Future-demand

Description

  • Use Python to write a script to crawl events (date, time, location, title, artists, works and image link) from in the following link: https://www.lucernefestival.ch/en/program/summer-festival-22
  • Create an endpoint that lists all the events happening (title and date)
  • Insert data into database (PostgreSQL) - propose a schema that makes sense for the use case
  • dockerize your solution so we can run it with docker compose

Quickstart

docker-compose up

visit: http://0.0.0.0:3000/docs#/

Be sure scrapper is done

Preparation

  • Try to keep it simple (KISS principle)
  • Facilitate possibility for fast adoptation of scraper when html changes
  • Be fancy and try out psycopg3 and sqlmodel

Steps

  1. Explore website to gain insight for datamodel
  2. Create datamodel
  3. write scraper
  • Download hmtl for local testing
  • Write scraper functions
  • Rewrite to class due to shared state
  1. write backend
  • fastapi
  • alembic
  1. make datamodel shared
  2. write full docker-compose

Schema

EVENT

Column Datatype Info
id (pk) int
date date
time time (HH:MM:SS)
location string
title string
artists array(string)
work array(string) artist - song (with separator ("-"))

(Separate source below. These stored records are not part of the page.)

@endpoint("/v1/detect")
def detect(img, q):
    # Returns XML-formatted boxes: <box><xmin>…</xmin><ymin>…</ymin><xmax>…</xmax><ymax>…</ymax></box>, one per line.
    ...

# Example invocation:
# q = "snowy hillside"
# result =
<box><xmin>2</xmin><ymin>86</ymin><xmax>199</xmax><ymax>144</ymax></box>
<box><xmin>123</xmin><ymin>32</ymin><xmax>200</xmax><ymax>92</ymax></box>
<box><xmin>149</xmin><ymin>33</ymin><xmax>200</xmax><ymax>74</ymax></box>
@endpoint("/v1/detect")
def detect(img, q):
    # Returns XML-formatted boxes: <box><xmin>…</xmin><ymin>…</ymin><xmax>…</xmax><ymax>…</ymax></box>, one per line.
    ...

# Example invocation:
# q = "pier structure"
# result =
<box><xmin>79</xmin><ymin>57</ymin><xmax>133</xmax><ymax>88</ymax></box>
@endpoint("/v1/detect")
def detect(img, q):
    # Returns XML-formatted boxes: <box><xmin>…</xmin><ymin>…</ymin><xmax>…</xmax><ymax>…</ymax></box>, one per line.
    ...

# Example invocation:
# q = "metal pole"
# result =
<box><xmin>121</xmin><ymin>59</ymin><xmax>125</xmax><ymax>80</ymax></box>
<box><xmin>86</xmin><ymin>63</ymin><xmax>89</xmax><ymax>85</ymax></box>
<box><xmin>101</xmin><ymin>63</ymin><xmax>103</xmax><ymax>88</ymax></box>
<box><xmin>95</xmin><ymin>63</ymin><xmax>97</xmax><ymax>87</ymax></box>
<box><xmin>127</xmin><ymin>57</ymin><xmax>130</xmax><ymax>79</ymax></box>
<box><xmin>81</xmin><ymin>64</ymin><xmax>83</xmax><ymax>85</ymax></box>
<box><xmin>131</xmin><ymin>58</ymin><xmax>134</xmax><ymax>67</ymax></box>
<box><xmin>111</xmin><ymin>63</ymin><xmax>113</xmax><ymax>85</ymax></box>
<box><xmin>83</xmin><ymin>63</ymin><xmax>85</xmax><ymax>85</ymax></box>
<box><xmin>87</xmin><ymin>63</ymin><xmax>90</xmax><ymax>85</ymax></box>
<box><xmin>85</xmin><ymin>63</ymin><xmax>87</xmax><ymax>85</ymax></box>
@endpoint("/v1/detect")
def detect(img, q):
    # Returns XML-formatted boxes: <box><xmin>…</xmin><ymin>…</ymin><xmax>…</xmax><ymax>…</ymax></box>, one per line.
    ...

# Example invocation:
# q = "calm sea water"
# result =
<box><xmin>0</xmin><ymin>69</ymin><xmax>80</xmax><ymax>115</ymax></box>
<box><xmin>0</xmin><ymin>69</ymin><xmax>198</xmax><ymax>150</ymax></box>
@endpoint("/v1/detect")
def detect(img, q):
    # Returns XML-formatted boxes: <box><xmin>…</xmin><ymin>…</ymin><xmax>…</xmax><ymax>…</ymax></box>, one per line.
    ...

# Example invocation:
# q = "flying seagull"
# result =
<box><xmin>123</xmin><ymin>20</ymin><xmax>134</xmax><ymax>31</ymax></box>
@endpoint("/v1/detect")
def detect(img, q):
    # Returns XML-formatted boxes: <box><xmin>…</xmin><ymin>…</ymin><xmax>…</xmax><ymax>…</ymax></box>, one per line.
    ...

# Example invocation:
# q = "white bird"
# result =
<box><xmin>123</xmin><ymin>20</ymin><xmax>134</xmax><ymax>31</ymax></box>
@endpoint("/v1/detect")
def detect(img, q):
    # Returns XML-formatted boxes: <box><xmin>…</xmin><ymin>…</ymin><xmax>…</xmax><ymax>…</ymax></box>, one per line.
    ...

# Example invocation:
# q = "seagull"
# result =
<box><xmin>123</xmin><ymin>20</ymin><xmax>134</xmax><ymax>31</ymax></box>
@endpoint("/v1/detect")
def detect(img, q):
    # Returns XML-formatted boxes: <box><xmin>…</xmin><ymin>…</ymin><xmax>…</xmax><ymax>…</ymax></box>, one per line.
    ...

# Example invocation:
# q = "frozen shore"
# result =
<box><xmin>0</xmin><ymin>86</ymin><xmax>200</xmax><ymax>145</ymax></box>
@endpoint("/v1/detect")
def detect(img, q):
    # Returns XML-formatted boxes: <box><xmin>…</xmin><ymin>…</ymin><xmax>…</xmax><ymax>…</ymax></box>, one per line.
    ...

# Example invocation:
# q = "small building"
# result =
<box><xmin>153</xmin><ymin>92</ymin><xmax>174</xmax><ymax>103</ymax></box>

Could make two different tables for artists and works, due to higher cardinality. But that seems a litle much for the usecase, so decided to do one table.

In case of html change

Will probably be detected by the scraper and raise an exception on line 47. User can troubleshoot diff with the test html-file and come up with a new ccs selectors. The new css selectors can be given as environmental variables to a already deployed scraper.

For next change replace the testing htmlfile and overwrite the environmental variable default of the scrapper.

Tests

python -m unittest tests/test_scraper.py

Encoutered problems

Wanted to use the latest and greatest psycopg3 in combination with sqlmodel but this is not possible untill sqlalchemy releases 2.0. so went back to psycopg2.